Fé na festa é um disco de forró, mas não se guia pela cartilha da ortodoxia que parou no tripé sanfona, zabumba e triângulo. Quando é perguntado o porquê de ter usado instrumentos como violino (do francês Nicolas Krassic) ou guitarra (tocada pelo próprio Gil), ele relembra que é tropicalista: “Há 40 anos eu já usava guitarra. Eu venho do tropicalismo. Quando me propus a fazer este trabalho, quis um disco tradicional, mas que contemplasse as ferramentas contemporâneas. Eu teria dificuldade em fazer um disco totalmente tradicional. Luiz Gonzaga já nos primeiros discos, usava violão de sete cordas, o regional de Canhoto, mais tarde também teve um grupo com guitarras”.

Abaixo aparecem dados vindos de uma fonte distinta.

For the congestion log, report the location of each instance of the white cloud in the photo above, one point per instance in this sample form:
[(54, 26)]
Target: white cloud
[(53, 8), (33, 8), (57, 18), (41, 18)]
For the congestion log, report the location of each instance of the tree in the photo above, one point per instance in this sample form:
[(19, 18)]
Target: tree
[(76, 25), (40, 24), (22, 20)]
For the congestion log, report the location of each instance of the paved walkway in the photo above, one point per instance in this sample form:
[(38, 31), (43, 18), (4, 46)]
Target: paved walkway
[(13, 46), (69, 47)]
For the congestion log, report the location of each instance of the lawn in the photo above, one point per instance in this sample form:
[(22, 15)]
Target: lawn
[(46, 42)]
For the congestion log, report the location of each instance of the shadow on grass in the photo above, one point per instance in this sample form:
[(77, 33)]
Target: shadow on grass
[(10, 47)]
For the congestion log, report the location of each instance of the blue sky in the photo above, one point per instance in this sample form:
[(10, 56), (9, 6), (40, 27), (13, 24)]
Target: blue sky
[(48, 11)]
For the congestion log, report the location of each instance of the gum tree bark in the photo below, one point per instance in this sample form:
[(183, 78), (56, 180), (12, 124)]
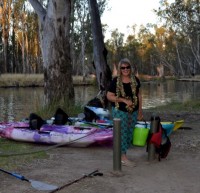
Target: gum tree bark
[(103, 72), (54, 31)]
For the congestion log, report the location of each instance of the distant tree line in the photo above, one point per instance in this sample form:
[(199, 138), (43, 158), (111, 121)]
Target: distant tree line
[(175, 44)]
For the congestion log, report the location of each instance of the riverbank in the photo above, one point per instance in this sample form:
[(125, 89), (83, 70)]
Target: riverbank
[(178, 173), (36, 80)]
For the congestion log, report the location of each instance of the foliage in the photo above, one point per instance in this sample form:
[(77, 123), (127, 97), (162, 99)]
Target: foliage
[(174, 42)]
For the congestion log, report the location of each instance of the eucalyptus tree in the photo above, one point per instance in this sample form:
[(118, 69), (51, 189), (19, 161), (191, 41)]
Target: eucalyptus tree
[(5, 9), (54, 26), (103, 72)]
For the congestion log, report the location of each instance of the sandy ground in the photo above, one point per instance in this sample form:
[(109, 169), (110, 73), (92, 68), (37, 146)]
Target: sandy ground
[(178, 173)]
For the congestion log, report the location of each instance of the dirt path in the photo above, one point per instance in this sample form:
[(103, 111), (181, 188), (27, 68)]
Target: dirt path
[(179, 173)]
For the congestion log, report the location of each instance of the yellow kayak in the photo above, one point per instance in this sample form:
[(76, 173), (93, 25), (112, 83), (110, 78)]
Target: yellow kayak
[(178, 124)]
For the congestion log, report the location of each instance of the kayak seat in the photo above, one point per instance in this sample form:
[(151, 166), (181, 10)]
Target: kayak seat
[(35, 121), (60, 117)]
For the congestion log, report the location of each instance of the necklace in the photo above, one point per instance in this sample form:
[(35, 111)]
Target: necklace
[(120, 92)]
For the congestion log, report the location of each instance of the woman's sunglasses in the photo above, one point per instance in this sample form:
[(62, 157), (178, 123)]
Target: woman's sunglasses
[(125, 67)]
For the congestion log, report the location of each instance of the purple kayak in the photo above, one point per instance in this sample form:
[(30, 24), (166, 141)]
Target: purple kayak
[(75, 136)]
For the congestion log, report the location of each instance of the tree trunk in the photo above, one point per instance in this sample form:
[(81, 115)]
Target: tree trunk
[(55, 46), (103, 72)]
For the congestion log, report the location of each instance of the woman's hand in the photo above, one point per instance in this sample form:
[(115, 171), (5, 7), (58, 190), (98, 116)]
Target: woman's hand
[(128, 102), (140, 116)]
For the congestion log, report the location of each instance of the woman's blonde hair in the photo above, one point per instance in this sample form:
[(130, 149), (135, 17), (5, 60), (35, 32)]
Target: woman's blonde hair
[(125, 61)]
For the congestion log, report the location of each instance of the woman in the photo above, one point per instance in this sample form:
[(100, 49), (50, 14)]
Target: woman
[(126, 101)]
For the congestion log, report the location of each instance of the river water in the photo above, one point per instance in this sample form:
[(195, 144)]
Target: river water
[(18, 103)]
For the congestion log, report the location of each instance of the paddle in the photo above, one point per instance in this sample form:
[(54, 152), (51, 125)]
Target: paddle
[(35, 184), (94, 173)]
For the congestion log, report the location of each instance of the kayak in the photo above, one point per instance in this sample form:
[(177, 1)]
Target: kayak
[(74, 136)]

Luiz Gonzaga é invocado durante quase toda entrevista. Quando comenta o patrocínio do Natura Musical, ele remete aos primeiros anos da carreira de Gonzagão. “Ele foi a minha primeira grande influência, a minha grande inspiração, aliás são muitos os herdeiros de Luiz Gonzaga. Ele foi o primeiro grande artista pop nacional, e pioneiro em patrocínios. Nos anos 50, era exclusivo do Colírio Moura Brasil”.

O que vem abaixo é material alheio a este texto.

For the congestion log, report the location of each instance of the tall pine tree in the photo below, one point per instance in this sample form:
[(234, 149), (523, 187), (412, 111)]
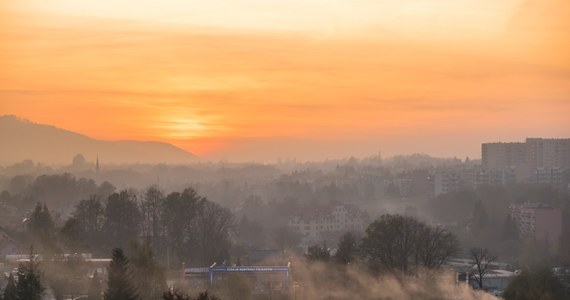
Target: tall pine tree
[(120, 285), (95, 288), (10, 290)]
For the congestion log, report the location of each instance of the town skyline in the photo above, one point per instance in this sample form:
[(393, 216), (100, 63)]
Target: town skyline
[(290, 79)]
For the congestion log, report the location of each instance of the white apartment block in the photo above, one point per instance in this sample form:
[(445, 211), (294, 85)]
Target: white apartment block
[(327, 222)]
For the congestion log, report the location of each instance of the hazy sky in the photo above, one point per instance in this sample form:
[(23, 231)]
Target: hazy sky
[(260, 80)]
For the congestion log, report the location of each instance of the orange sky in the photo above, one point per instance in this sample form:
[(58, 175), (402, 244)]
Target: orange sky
[(249, 80)]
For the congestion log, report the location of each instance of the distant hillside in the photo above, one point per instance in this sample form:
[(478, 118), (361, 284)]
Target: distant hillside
[(21, 139)]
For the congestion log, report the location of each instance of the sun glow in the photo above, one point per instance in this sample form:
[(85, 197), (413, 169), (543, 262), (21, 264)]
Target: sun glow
[(252, 79)]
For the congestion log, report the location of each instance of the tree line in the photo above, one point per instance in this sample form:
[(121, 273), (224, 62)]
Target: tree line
[(178, 227)]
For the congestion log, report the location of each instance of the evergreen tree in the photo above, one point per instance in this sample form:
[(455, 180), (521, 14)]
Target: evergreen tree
[(29, 286), (94, 288), (120, 285), (347, 248), (41, 228), (10, 290)]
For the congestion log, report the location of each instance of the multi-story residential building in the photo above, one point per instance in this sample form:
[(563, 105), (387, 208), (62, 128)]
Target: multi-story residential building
[(503, 155), (445, 182), (537, 160), (328, 222), (548, 153), (539, 221)]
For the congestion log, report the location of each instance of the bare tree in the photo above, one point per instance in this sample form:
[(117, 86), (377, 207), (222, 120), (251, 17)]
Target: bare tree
[(483, 258)]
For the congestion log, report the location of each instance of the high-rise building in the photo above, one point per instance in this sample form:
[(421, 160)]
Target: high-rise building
[(540, 221), (503, 155), (537, 160)]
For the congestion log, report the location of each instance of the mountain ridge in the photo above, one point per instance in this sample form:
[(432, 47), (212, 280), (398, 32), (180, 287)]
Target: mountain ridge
[(23, 139)]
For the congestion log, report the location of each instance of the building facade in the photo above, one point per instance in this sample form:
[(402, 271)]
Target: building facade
[(328, 222)]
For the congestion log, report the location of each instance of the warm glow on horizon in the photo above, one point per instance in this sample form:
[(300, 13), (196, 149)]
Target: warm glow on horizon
[(259, 80)]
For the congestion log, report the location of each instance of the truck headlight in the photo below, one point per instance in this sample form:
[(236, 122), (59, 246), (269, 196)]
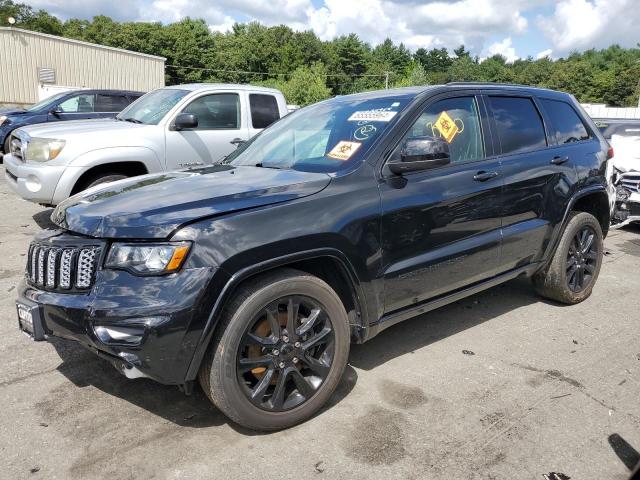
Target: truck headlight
[(43, 149), (147, 259)]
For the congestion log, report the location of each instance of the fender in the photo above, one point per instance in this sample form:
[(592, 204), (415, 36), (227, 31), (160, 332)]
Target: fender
[(103, 156), (557, 234), (243, 274)]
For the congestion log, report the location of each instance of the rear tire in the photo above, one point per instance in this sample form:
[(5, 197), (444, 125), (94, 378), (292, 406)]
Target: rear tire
[(575, 266), (305, 365)]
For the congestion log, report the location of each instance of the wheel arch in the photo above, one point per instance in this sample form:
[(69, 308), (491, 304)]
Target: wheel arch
[(330, 265), (128, 168), (594, 200)]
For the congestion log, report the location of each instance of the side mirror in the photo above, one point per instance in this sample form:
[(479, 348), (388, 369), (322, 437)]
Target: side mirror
[(186, 121), (421, 153)]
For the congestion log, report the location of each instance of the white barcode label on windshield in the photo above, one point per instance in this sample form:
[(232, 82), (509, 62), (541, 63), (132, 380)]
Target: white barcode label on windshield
[(372, 116)]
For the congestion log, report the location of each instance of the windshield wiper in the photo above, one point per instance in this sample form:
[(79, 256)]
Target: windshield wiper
[(132, 120), (262, 165)]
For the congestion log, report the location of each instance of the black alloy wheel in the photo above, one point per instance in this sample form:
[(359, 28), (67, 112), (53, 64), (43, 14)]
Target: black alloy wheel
[(582, 259), (286, 353)]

O comentário recai sobre os grandes arraiais nordestino, onde as bandas de fuleiragem music predominam (Calcinha Preta é citada na faixa O livre-atirador e a pegadora). “Não vou entrar no mérito das letras das bandas, até porque alguém pode pegar o Xote das meninas, de Zé Dantas e achar que tem a ver com pedofilia. O que é relevante no caso das bandas é o domínio excessivo, em que o negocial predomina sobre a cultura. Quando o negocial predomina, se perde o balanço. O que acontece com as bandas, aconteceu com o axé na Bahia, onde os trios tomaram tudo. Mas são questões do pós-modernismo. Não são questões exclusiva do Nordeste, nem do Brasil, é global, mundial”.

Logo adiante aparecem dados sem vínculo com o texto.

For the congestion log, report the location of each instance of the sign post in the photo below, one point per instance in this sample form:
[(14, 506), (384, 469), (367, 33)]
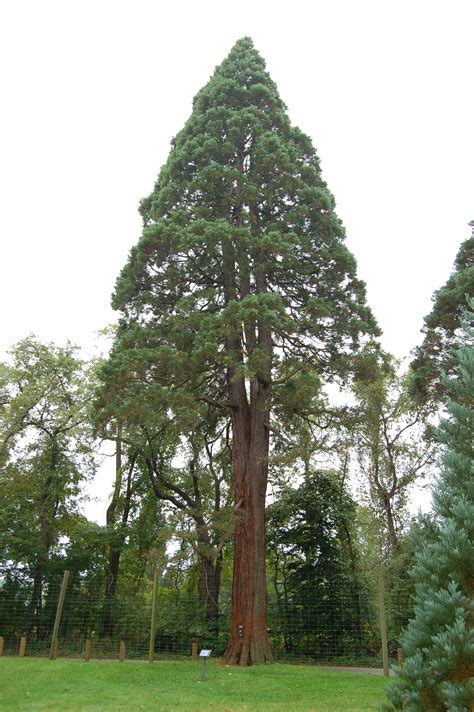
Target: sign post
[(203, 655)]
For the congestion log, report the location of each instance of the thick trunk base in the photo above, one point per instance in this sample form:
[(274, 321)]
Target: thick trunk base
[(248, 652)]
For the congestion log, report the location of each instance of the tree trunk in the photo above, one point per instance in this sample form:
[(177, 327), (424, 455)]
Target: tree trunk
[(108, 621), (249, 643), (209, 588)]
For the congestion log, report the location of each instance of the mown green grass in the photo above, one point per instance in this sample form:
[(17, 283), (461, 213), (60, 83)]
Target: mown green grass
[(73, 686)]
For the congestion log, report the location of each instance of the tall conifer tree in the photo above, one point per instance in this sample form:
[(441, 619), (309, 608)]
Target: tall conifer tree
[(437, 353), (240, 296), (438, 673)]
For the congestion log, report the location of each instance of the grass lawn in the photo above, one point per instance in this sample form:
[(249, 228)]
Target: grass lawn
[(67, 685)]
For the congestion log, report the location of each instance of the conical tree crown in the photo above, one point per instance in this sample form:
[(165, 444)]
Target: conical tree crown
[(240, 237)]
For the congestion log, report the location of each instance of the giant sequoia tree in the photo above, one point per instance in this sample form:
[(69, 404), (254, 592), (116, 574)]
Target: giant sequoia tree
[(240, 295)]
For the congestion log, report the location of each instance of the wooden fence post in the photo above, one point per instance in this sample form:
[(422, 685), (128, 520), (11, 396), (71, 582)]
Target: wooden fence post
[(21, 651), (383, 620), (57, 621), (400, 658), (151, 651)]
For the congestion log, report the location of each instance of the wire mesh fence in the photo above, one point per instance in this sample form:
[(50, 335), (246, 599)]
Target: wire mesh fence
[(314, 627)]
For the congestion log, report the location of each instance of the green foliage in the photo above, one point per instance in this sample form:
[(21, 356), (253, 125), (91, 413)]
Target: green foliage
[(48, 452), (240, 237), (320, 595), (437, 353), (439, 641), (391, 448)]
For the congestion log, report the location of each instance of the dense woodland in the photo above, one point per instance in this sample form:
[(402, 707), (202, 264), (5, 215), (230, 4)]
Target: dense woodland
[(266, 447)]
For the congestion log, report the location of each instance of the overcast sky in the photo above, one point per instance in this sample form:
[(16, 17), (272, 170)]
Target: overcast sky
[(92, 93)]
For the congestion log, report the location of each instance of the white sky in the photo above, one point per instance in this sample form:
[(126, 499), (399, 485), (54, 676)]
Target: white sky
[(93, 91)]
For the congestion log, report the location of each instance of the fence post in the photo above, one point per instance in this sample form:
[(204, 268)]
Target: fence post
[(21, 651), (151, 652), (57, 622), (383, 620), (400, 658)]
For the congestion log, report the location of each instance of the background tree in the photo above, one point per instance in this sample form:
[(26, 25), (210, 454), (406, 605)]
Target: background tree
[(50, 453), (241, 294), (437, 353), (320, 592), (391, 449), (438, 672), (188, 472)]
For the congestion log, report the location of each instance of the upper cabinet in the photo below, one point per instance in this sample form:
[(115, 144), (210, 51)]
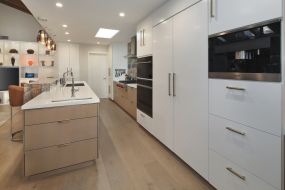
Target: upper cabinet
[(226, 15), (144, 38)]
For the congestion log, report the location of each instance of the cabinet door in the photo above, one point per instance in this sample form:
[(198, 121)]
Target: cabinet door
[(190, 40), (144, 38), (230, 14), (162, 94)]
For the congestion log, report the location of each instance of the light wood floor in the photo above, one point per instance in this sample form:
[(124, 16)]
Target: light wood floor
[(130, 159)]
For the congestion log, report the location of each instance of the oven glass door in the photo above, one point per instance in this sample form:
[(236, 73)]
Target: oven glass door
[(253, 53)]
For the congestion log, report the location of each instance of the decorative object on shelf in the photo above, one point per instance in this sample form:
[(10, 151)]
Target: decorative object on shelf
[(13, 60), (30, 51), (13, 51), (30, 63)]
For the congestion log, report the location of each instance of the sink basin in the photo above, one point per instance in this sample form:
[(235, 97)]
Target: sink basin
[(128, 81), (75, 84)]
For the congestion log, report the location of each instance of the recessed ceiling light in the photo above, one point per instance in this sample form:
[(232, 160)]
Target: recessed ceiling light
[(106, 33), (122, 14), (59, 4)]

A maioria das canções de Fé na festa é assinada por Gilberto Gil, algumas com parceiros. De outros autores, gravou A dança da moda (Zé Dantas/Luiz Gonzaga), Aprendi com o rei (João Silva), e Maria minha (Targino Gondim e Eliezer Setton). Depois do show de amanhã, ele vem ao Nordeste, a partir do dia 11, quando canta em Salvador. Em Pernambuco, lança o CD dia 12, em Caruaru, 18, em Arcoverde, e 29, em Salgueiro.
Que bom ver o nosso cantor e compositor de volta à vida musical. Adoro Gil e desde já, me sinto enamorada desse trabalho. Que venham muitos outros!